RALEIGH – It’s only a few weeks from Labor Day, which among other things will signify the beginning of the end – the “homestretch” – of the 2008 election cycle.

Political pros often counsel their candidates to wait until after Labor Day to begin heavy advertising buys and earned-media campaigns, on the grounds that voters pay little attention to politics during the summer. Experience tells us that, generally speaking, this is good advice – but only if you define your terms in a particular way.

First off, the “voters” they’re talking about aren’t all voters. They aren’t even most voters. According to decades of survey research, most American voters have their minds made up before the homestretch of the campaign. The American Enterprise Institute’s Political Report for July/August 2008 has a compilation of polls going back to the late 1940s. The share of voters who said they decided on their presidential preferences by the end of the national party conventions has varied over the years, but always remained above 50 percent.

Consider a couple of elections that bear some similarity to the 2008 cycle. Both in 1992 and in 2000, 54 percent said they made up their minds either before the primaries, during the primaries, or by the convention. In 1992, 25 percent of voters made up their minds in the last two weeks of the race, virtually indistinguishable from the 23 percent who said the same in 2000.

When consultants and pundits say that “the voters” don’t pay attention to politics until the fall, they mean to refer to independents and weakly leaning Democrats and Republicans. These are the voters who typically lack the most information about the candidates and issues. Their voting behavior can be sporadic. Ranging between a fifth and a third of the electorate, depending on the race, these swing voters don’t typically make their decisions based on some long checklist of issues or careful analysis of party platforms and candidate position papers.

The second point to make about the homestretch strategy is that it’s one of those general rules that, as a general rule, ought to be violated every now and then. Consultants of both parties have regaled me with stories about candidates who husbanded their resources, waited until the last moment, then spent gobs of money on ads that got lost in the September/October political miasma or ended up in less-attractive time slots that didn’t appear to deliver good bang for the buck. There are also cases where little-known candidates allowed their opponents to define their image early on, during the summer or even the spring primary season, and then tried futilely to re-introduce themselves to wary or uninterested voters in the fall.

Going back to the polling data, somewhere between 10 percent and 15 percent of voters in elections since 1992 said they made up their minds during the party conventions (the share used to be higher, in the high teens and 20s, back when network television commanded a larger share of the national audience and it was difficult not to catch some of the convention speeches on the tube). In elections decided by just a few percentage points, it’s obvious that mid-summer conventions present campaigns with a valuable opportunity to introduce their candidates to voters, solidify support among the party faithful, and develop themes that are going to be explored and reinforced in fall ads and campaign events.
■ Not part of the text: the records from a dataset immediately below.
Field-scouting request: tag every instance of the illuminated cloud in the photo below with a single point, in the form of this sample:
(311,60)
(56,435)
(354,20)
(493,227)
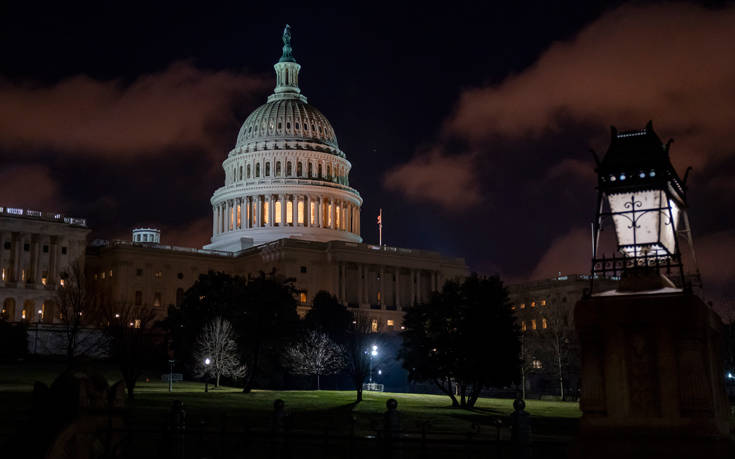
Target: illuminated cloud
(673,63)
(80,115)
(29,187)
(449,181)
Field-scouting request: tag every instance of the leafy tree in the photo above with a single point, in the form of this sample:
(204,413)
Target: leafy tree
(315,354)
(466,336)
(217,344)
(261,308)
(128,328)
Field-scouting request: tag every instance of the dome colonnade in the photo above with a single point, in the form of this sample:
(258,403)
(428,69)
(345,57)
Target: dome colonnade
(286,176)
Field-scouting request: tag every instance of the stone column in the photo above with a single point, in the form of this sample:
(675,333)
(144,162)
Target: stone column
(360,286)
(295,209)
(332,213)
(342,279)
(214,220)
(397,288)
(382,287)
(318,211)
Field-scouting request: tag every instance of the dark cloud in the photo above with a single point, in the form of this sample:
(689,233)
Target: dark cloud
(174,108)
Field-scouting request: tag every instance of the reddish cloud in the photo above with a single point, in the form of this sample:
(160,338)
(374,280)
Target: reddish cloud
(172,108)
(673,63)
(29,187)
(568,254)
(449,181)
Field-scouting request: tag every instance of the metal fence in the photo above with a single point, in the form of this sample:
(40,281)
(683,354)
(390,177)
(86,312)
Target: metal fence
(178,440)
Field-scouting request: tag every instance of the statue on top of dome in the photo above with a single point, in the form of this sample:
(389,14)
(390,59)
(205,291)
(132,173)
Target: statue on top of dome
(287,50)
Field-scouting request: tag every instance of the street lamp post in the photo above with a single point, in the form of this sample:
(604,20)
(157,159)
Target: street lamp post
(170,374)
(207,362)
(373,353)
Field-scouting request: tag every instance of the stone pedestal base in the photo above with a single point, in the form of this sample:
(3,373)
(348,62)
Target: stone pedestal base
(652,377)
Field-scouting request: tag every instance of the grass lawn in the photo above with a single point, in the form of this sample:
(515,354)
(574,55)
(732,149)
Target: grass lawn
(308,410)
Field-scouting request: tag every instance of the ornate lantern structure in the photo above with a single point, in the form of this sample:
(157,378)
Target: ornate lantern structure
(641,194)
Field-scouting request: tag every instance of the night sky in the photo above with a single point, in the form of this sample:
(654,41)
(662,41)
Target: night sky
(470,127)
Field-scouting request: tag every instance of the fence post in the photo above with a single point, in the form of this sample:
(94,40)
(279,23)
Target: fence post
(520,422)
(177,429)
(391,427)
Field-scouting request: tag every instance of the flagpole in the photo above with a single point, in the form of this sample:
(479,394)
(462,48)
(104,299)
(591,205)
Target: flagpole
(380,228)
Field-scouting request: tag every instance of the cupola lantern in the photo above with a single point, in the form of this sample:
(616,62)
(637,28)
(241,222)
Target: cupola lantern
(640,192)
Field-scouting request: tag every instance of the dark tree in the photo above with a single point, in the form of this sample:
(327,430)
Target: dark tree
(261,308)
(465,336)
(327,315)
(358,342)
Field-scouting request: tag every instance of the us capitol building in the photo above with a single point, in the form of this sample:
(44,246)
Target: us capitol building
(286,205)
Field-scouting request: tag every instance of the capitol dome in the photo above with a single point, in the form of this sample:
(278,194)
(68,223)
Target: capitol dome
(286,176)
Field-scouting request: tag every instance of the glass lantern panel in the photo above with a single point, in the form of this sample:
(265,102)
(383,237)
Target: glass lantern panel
(642,222)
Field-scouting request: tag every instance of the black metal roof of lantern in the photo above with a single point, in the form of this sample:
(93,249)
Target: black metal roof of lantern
(644,198)
(642,160)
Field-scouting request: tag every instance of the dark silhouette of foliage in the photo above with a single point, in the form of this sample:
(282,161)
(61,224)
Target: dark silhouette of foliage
(464,338)
(261,308)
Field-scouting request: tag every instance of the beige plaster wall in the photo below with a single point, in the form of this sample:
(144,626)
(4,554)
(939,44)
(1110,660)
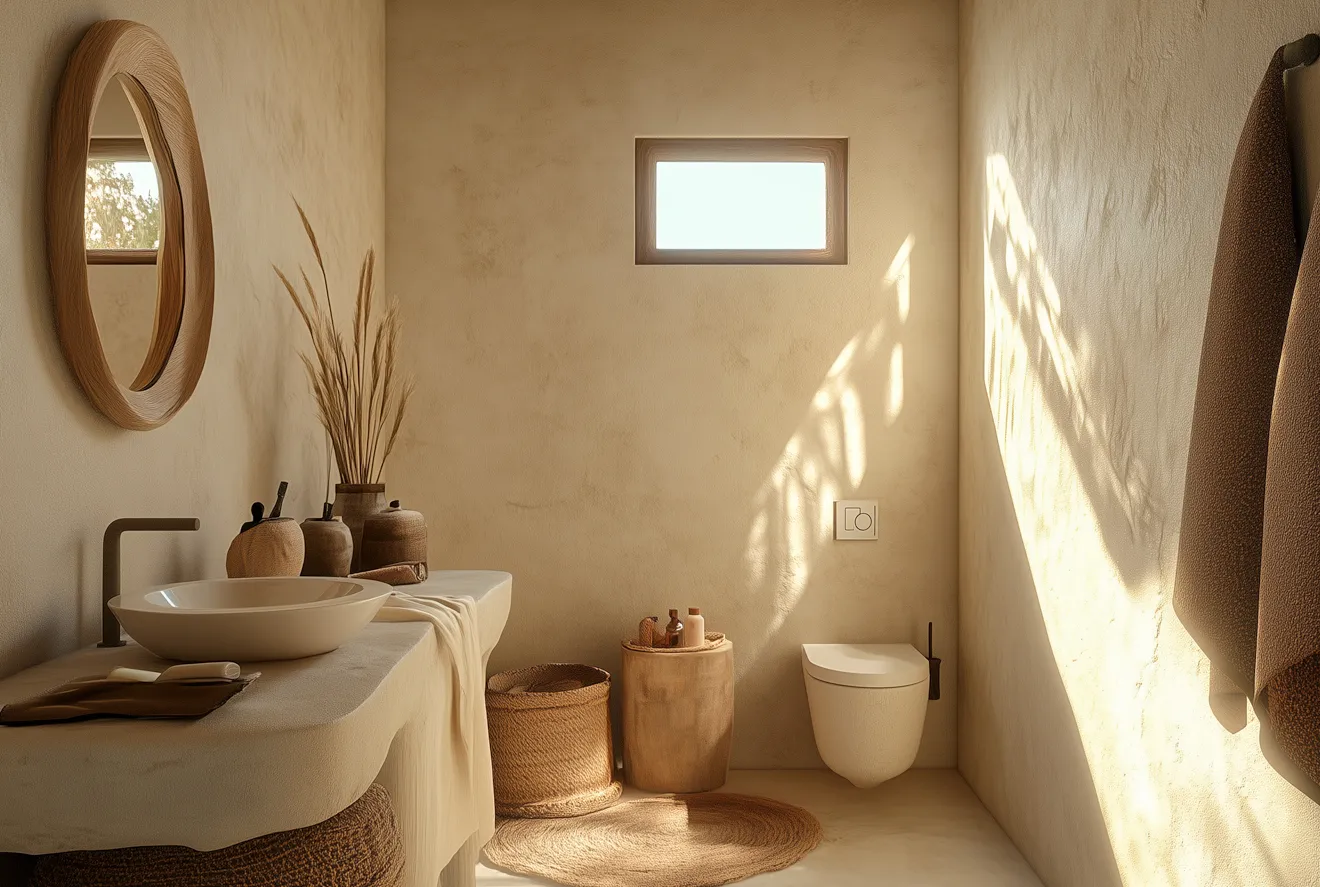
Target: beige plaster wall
(1096,143)
(123,301)
(289,99)
(628,438)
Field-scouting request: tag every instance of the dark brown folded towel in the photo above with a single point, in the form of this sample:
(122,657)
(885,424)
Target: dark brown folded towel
(1288,636)
(97,697)
(1216,591)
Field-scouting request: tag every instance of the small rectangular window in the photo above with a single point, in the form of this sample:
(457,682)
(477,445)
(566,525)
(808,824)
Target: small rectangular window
(742,201)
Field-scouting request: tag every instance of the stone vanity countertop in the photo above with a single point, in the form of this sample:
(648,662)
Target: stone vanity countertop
(298,745)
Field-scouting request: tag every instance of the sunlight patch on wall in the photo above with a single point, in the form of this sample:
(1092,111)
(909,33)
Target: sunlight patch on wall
(825,458)
(1134,680)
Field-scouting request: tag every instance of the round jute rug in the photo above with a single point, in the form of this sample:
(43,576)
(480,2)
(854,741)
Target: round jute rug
(668,841)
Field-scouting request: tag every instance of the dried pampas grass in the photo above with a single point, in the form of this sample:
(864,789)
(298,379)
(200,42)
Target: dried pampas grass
(358,391)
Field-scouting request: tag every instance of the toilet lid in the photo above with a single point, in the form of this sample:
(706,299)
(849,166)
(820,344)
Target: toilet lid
(866,664)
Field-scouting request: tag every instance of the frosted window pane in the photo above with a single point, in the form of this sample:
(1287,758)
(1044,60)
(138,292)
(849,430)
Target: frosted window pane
(734,205)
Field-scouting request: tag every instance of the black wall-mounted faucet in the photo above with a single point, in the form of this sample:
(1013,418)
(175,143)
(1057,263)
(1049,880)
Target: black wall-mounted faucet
(110,634)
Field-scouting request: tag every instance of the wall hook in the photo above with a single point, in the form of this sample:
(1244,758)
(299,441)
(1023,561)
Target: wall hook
(1303,52)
That’s one reason why the Democrats and Republicans are each planning to spend tens of millions of dollars to put on their convention shows, even though the ratings won’t be stellar and the long succession of speeches can be monotonous. Some viewers will still get their first significant look at one of the candidates in August. Might as well try to make the candidates look as good as possible.

Hood is president of the John Locke Foundation.